Summary of the data sources and Ondex parsers that were used to create the crop and reference knowledge networks.
| Knowledge | Data source | Data type | Ondex parser | Concept class | Relation type |
|---|---|---|---|---|---|
| Genes | Ensembl | GFF3 | FASTA-GFF3 | Gene | encodes |
| SNP | Ensembl | Tabular | Console | Gene | in_proximity |
| GWAS | Ensembl | Tabular | Console | SNP | associated_with |
| QTL | Gramene | Tabular | Console | QTL | control |
| Homology | Ensembl | TAB | Console | Protein | ortholog |
| Interaction | TAIR | Tabular | Console | Gene | interacts_with |
| GO annotations | Gene Ontology | GAF2.0 | GAF | Gene/Protein | participates_in |
| Phenotype | TAIR | Tabular | Console | Gene/Protein | has_observed_phenotype |
| Pathway | AraCyc | BioPax | BioCyc BioPAX | Protein | is_a |
| Protein domain | Ensembl | Tabular | Console | Protein | has_domain |
| Literature | PubMed | Medline XML | Medline/PubMed | Publication | NA |
| Literature citations | TAIR | Tabular | Console | Gene | published_in |
| Gene ontology | Gene Ontology | OBO | GenericOBO | BioProc | is_a |
| Trait ontology | Gramene | OBO | GenericOBO | Trait Ontology | is_a |
Total number of concepts per Concept Class included in BarleyNet and WheatNet (Release June 2016). Note that these networks include the same RefNet.

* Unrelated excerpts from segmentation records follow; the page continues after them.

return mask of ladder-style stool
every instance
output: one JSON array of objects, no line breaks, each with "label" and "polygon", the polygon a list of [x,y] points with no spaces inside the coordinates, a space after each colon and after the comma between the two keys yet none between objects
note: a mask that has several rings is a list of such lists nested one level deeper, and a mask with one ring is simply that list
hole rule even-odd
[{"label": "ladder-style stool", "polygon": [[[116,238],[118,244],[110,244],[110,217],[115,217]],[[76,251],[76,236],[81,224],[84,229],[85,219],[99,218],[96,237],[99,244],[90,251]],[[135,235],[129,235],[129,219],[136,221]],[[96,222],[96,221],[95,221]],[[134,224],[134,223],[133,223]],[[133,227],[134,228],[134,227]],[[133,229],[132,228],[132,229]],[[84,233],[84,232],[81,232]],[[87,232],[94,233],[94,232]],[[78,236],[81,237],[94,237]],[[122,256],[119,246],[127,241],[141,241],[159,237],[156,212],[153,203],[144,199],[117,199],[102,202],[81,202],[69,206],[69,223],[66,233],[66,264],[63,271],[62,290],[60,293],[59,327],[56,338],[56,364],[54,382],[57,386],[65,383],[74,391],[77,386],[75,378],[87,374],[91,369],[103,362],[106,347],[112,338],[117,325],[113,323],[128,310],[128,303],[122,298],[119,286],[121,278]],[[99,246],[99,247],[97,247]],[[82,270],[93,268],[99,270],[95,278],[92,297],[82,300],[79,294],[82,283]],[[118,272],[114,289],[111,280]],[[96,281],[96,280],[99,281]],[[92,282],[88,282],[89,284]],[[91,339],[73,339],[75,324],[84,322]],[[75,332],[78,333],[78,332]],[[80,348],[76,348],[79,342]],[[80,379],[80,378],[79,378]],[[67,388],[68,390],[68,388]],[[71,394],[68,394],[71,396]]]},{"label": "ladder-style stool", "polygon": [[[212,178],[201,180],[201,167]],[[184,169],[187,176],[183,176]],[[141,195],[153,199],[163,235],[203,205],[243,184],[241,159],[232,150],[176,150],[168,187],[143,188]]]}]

| Concept class | BarleyNet | WheatNet |
|---|---|---|
| Biological process | 27,486 | 27,525 |
| Cellular component | 3787 | 3787 |
| Compound | 5457 | 2980 |
| EC | 1789 | 1754 |
| Enzyme | 26,698 | 15,150 |
| Gene | 112,091 | 130,815 |
| Molecular function | 9866 | 9919 |
| Pathway | 676 | 587 |
| Phenotype | 6489 | 6489 |
| Protein complex | 192 | 187 |
| Protein domain | 7032 | 9417 |
| Protein | 136,735 | 177,378 |
| Publication | 61,329 | 61,305 |
| QTL | 285 | 0 |
| Reaction | 5612 | 3097 |
| RNA | 1296 | 1296 |
| SNP | 16,030 | 0 |
| TO | 1314 | 1314 |
| Quantitative trait | 30 | 0 |
| Transport | 96 | 54 |
Fig. 3The ontology types present in the metagraph of the barley GSKN (BarleyNet). Different node shapes and colors represent different Concept Classes. Relation Types are omitted here for clarity reasons.
Fig. 4A heterogeneous knowledge network that links crop-specific information on the left (Traits, QTL and Gene) to RefNet information on the right (Homology, Interaction and Annotation).